A lot of what goes on in the modern age of reporting technology news is the fault of the consumer. Exercising critical thinking habits is something of a lost art, albeit the most important thing that separates us from the rest of the animal kingdom (next to opposable thumbs). It is the audience that allows these kinds of shenanigans to happen and continue throughout the industry. Why? Because consumers eat this stuff up. The revel in the speculation that yet another company is coming out with yet another smartphone, tablet, notebook or anything else that might beep, boop or whistle. A lot of it has to do with the notion of what is (and isn't) modern ADHD-driven consumerism in the 21st century. The other small part of it is that some people want information spoon fed to them without having to exercise any independent judgement on their own.
This notion of "tweet first, ask questions later" has to go. It benefits no one, except the companies that rake in millions in profits each year and are the same companies that everyone seemingly rails against when they talk about corporate greed.
Yet, as consumers, we play right into their hands.
It does us shame and dishonor to allow such douchebaggery to mar the integrity of tech journalists everywhere. I've said it time and time again: Just because you write for an industry publication doesn't make you a credible writer and just because you're a blogger doesn't mean you don't know what the hell you're talking about.
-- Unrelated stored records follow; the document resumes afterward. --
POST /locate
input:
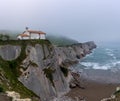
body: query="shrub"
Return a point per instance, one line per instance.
(64, 70)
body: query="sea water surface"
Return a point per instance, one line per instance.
(103, 64)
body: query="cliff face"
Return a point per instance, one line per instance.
(44, 68)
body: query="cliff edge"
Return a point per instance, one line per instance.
(38, 65)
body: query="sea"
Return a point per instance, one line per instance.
(103, 64)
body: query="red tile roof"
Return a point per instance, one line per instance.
(36, 32)
(24, 35)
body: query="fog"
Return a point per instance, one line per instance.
(82, 20)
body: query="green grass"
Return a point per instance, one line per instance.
(49, 74)
(11, 69)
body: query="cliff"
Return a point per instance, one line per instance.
(38, 65)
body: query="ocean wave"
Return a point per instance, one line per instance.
(110, 52)
(93, 65)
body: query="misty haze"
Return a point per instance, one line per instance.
(60, 50)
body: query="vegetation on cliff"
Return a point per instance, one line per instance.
(10, 70)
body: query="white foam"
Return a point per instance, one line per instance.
(110, 53)
(95, 65)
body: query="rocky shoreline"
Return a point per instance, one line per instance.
(42, 67)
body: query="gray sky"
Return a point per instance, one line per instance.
(83, 20)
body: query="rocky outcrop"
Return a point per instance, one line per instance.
(9, 52)
(44, 70)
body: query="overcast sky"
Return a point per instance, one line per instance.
(83, 20)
Ultimately, however, it is the responsibility of each and every purveyor of news to subscribe themselves to the basic journalistic tenants, for the sake of our readers, regardless of the medium. Integrity is in the message and none of the messages mentioned above speak volumes about their authors. What ever happened to vetting your source and making sure that the news you report is actually news?
I guess integrity takes a back seat when you're trying to shove ads down readers' throats.